The Lagrangians of field theories must transform under change of coordinates according to representations of the Lorentz group. This constraint provides a way to determine the fundamental laws of physics.

The simplest case is the \((0,0)\) representation of \(SO(1,3)\), which is trivial (all group elements map to the identity). So the Lagrangian must be invariant.

Deriving Lagrangians

By assumption, the general form of a free (interaction-less) Lagrangian will be:

\[ \mathcal{L}(\phi)(x) = A\phi(x)^0 + B\phi(x)^1 + C\phi(x)^2 + D\partial_\mu\phi + E\partial_\mu\phi\partial^\mu\phi + F\phi\partial_\mu\phi \]
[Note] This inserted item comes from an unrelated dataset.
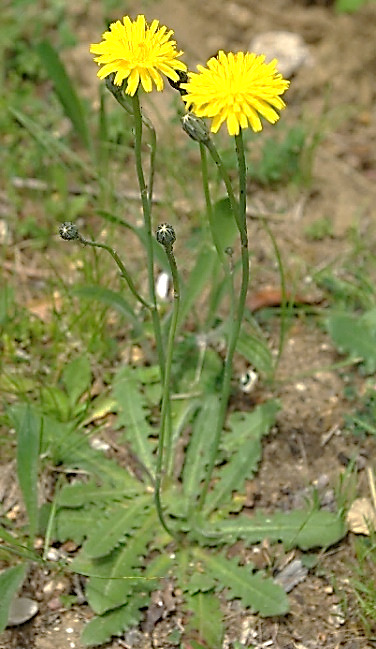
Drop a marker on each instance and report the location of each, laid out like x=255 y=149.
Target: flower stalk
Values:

We'll use symmetry considerations to throw out more terms.

Scalar

In this case, we want invariance under the Lorentz group, so the \(E\) and \(C\) terms survive. The \(A\) and \(B\) terms don't affect the resulting equations of motions (beyond a constant).

Conventionally, we rescale to:

\[ \mathcal{L}(\phi)(x) = \frac{1}{2}(\partial_\mu\phi(x)\partial^\mu\phi(x) - m^2\phi^2(x)) \]

from which Euler-Lagrange gives

\[ 0 = (\partial_\mu\partial^\mu + m^2)\phi(x) \]

Clearly anything of the form \(ae^{\pm ip\cdot x}\) is a solution when \(m^2=p^2\), and we take this as a basis, expressing a general solution, i.e.:

\[ \phi(x) = \int d^4p\frac{1}{(2\pi)^3} \delta(p^2-m^2)\Theta(p_0)(a(p)e^{-ip\cdot x}+b(p)e^{ip\cdot x}) \]

(where \(b=a^\dagger\) would ensure the field's output is real).

Physically, we only want positive energy solutions, which is the source of \(\Theta(k_0)\).

We then rewrite the measure, with the standard notation of \(\omega_p = \sqrt{p^2+m^2}\):

\[ \int d^4p \delta(p^2-m^2) \Theta(p_0)f(\hat p, p_0) \\ =\int d^4p \delta(p_0^2 - \omega_p^2) \Theta(p_0)f(\hat p, p_0) \\ =\int d^4p \delta((p_0-\omega_p)(p_0+\omega_p)) \Theta(p_0)f(\hat p, p_0) \\ =\int d^4p\frac{1}{2p_0}(\delta(p_0-\omega_p)+\delta(p_0+\omega_p)) \Theta(p_0)f(\hat p, p_0) \\ =\int d^4p\frac{1}{2p_0}\delta(p_0-\omega_p) f(\hat p, p_0) \\ =\int d^3p\frac{1}{2\omega_p}f(\hat p, \omega_p) \]

so that

\[ \phi(x) = \int d^3p \frac{1}{(2\pi)^3\omega_p}(a(p)e^{-ip\cdot x}+b(p)e^{ip\cdot x}) \]

Meanwhile, the Hamiltonian is

\[ \frac{\partial \mathcal L(\phi)}{\partial (\partial_0\phi)}\partial_0\phi - \mathcal{L} \\ = (\partial_0\phi)^2 - \frac{1}{2}(\partial_\mu\phi(x)\partial^\mu\phi(x) - m^2\phi^2(x)) \]

Under construction: other Lorentz representations

Mass and energy

Dimensionally, we note that energy has dimensions \(E = ML^2T^{-2}\), so with \(L\) and \(T\) equated, \(E = M\). This means that mass and energy are of the same type, or if you prefer, that a term \(mc^2\) has dimensions of energy.

Indeed, we see that solutions to the Klein-Gordon equation must have \(p^2 = m^2\), or \(p_0^2 - p^ip_i = m^2c^4\), so that with no momentum, we obtain \(E = p_0 = mc^2\).

Note that \(\omega\) is the energy (up to Planck's constant, which we set to \(1\)), so putting in dimensional constants, we have \(E^2 = p^2c^2 + m^2c^4\), and with momentum \(0\), \(E = mc^2\).